The Sweet Boy was in a coma for 4 months, and was in some kind of hospital setting for something like a year. He has severe nerve damage to his right arm (can't feel anything below his elbow, more or less), and nerve damage to his left hand (can't feel much of anything). He is smart and funny, but has memory loss at times--which results in a fogginess that is apparent here and there. And he wears a prosthetic leg.

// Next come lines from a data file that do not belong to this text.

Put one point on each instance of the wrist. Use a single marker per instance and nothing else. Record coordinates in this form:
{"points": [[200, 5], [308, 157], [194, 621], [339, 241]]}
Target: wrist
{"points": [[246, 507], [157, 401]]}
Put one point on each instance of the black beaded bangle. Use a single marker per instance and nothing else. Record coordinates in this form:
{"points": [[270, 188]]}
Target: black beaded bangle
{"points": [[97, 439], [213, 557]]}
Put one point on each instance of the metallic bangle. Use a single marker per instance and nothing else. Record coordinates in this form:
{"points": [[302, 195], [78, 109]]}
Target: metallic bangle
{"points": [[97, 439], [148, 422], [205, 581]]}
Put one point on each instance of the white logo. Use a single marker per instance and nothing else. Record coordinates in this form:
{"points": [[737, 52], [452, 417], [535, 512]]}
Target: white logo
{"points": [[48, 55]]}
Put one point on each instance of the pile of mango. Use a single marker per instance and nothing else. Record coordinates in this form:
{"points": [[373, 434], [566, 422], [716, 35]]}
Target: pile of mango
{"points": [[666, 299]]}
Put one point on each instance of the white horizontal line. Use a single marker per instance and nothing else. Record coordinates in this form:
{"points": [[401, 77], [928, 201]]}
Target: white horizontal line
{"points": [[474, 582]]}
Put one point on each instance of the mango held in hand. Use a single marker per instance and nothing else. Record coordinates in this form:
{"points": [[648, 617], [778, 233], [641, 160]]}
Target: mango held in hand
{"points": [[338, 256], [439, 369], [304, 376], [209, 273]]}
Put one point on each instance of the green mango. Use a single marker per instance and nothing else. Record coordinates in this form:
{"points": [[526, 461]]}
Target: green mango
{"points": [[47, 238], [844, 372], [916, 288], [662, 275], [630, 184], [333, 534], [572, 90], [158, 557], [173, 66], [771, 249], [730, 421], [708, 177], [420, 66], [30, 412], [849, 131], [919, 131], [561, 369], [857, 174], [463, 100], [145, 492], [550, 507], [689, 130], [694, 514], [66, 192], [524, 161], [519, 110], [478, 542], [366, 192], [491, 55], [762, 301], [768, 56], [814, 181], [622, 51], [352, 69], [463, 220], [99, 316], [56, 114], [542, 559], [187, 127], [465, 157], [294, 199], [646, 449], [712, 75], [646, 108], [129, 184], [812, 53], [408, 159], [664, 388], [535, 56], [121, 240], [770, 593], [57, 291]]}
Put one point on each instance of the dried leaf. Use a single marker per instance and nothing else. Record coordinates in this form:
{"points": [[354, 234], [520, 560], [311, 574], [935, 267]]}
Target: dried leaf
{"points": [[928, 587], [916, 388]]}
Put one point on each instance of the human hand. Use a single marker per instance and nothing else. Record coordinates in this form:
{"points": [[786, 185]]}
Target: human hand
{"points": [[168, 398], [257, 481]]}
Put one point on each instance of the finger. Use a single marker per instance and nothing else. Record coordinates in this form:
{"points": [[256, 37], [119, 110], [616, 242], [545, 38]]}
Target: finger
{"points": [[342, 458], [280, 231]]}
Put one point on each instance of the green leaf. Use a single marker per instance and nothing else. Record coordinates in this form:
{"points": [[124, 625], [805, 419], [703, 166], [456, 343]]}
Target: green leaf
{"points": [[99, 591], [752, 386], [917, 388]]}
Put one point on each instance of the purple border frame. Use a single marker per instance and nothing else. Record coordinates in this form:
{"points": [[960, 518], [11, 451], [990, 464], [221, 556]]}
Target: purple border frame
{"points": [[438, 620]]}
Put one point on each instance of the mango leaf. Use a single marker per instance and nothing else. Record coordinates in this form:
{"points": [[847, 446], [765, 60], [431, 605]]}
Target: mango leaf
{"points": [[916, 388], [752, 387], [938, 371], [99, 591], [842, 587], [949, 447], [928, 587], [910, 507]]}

This is the guy who picked me up on a date, sight unseen, put me in a car, and had me comfortable, relaxed and laughing within 10 minutes (that is no small feat). The guy who told me the difference between "affect" and "effect" within 15 minutes (I was complaining about my students at the time). This is the guy who, walked painfully around the car to open the door for me, held his arm out to escort me into the restaurant. This is the guy who, when the diners looked at him from their plates of pasta and salad, google-eyed as we walked in, 30 minutes into our first date, I felt a rush of angry protectiveness. Fuck them, I thought. Fuck them all. ,
This, fan base, is the man I fell in love with.
And now here we are. Six months in. The make or break stage. He's met the kids and is alternatively smitten with, and terrified of, them. On alternating weekends, we cook together (or I cook complicated meals, like pork chops stuffed with apples and gorgonzola, while he offers help, pours wine, kisses my nose). My exam weekend, he took care of me, brought me cups of coffee and tea, cooked me pasta with cheese sauce, listened to me while I cried and carried on. And depsite all reasonableness, I love him. Despite all protocol, all logic, all wisdom, I love him. Despite the fact that his body is breakable--broken even--that he sometimes falls and needs help writing checks and remembering days--I love him. It's suddenly so much more than just his leg or his body or his anything.
I don't know what I'm doing, I think often. I don't know what I'm doing. But I'm doing it anyway.
*apparently, you get out of the whole "no sex before marriage" thing if you're one-legged. At least in the Christian church. No, don't ask.